Il nostro presente, il nostro futuro: “Siamo elevati alla comunione con lui e tra di noi”
«Il Figlio di Dio, unendo a sé la natura umana e vincendo la morte con la sua morte e resurrezione, ha redento l'uomo e l'ha trasformato in una nuova creatura (cfr. Gal 6,15; 2Cor 5,17). Comunicando infatti il suo Spirito, costituisce misticamente come suo corpo i suoi fratelli, che raccoglie da tutte le genti. In quel corpo la vita di Cristo si diffonde nei credenti che, attraverso i sacramenti si uniscono in modo arcano e reale a lui sofferente e glorioso. Per mezzo del battesimo siamo resi conformi a Cristo: «Infatti noi tutti «fummo battezzati in un solo Spirito per costituire un solo corpo» (1Cor 12,13)...
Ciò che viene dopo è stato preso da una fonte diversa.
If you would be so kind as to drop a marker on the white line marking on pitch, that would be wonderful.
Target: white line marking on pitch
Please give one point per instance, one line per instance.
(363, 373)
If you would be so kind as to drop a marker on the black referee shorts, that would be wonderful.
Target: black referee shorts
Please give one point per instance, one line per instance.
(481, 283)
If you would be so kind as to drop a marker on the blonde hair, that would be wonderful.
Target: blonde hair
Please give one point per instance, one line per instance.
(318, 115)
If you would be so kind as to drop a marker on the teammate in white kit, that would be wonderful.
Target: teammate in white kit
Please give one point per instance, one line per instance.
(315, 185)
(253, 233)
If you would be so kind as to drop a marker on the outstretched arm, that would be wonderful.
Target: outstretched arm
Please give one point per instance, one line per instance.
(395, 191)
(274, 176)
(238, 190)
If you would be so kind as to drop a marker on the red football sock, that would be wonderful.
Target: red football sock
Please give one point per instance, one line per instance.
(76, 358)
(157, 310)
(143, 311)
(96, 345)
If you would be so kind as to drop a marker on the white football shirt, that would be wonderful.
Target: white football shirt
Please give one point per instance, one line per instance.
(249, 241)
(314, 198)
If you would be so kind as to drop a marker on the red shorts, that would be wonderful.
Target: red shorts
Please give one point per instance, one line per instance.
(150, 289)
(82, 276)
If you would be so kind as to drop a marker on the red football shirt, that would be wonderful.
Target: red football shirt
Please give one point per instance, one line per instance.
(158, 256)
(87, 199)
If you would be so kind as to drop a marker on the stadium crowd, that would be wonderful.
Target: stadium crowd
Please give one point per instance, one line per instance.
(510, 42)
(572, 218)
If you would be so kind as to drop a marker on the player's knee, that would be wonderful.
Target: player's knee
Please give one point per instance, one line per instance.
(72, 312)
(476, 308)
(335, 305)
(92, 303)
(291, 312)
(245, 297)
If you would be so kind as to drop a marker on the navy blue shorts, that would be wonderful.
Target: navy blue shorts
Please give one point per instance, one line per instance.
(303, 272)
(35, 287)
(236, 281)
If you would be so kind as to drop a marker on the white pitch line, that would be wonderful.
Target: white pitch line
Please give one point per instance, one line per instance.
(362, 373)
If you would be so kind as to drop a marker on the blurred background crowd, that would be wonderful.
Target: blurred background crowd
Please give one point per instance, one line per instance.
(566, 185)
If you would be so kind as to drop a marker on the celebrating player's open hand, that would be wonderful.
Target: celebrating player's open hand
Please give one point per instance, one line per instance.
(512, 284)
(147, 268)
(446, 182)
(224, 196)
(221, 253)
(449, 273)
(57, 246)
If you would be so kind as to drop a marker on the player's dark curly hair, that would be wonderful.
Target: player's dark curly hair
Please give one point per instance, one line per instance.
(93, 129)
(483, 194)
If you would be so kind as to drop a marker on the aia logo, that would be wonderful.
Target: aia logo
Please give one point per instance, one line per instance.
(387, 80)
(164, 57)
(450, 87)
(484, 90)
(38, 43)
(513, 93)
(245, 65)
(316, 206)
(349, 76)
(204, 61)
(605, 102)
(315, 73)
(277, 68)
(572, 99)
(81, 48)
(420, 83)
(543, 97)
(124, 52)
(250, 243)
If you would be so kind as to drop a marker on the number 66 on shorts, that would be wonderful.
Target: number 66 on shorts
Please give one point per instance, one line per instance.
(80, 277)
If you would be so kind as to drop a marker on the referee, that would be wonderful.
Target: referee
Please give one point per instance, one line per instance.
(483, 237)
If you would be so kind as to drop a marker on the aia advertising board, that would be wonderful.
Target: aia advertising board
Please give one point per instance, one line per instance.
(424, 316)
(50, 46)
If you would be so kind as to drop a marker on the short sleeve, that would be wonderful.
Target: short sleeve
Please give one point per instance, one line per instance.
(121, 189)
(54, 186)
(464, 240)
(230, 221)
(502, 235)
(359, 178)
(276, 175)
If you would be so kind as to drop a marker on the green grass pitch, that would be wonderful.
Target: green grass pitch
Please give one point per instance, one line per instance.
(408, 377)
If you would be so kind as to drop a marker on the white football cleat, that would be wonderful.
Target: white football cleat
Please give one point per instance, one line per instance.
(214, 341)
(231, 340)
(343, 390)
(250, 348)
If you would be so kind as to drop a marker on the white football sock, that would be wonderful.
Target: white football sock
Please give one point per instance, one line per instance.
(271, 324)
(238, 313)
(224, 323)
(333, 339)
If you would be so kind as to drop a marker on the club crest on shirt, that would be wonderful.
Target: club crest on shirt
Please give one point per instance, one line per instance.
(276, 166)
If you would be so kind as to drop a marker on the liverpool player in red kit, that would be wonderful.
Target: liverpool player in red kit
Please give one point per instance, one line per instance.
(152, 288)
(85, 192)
Partecipando realmente del corpo del Signore nella frazione del pane eucaristico, siamo elevati alla comunione con lui e tra di noi: «Perché c'è un solo pane, noi tutti non formiamo che un solo corpo, partecipando noi tutti di uno stesso pane» (1Cor 10,17). Così noi tutti diventiamo membri di quel corpo (cfr. 1Cor 12,27), «e siamo membri gli uni degli altri» (Rm 12,5). Ma come tutte le membra del corpo umano, anche se numerose, non formano che un solo corpo così i fedeli in Cristo (cfr. 1Cor 12,12). Anche nella struttura del corpo mistico di Cristo vige una diversità di membri e di uffici. Uno è lo Spirito, il quale per l'utilità della Chiesa distribuisce la varietà dei suoi doni con magnificenza proporzionata alla sua ricchezza e alle necessità dei ministeri (cfr. 1Cor 12,1-11). Fra questi doni eccelle quello degli apostoli, alla cui autorità lo stesso Spirito sottomette anche i carismatici (cfr. 1Cor 14). Lo Spirito, unificando il corpo con la sua virtù e con l'interna connessione dei membri, produce e stimola la carità tra i fedeli. E quindi se un membro soffre, soffrono con esso tutte le altre membra; se un membro è onorato, ne gioiscono con esso tutte le altre membra (cfr. Cor 12,26)» (LG 7).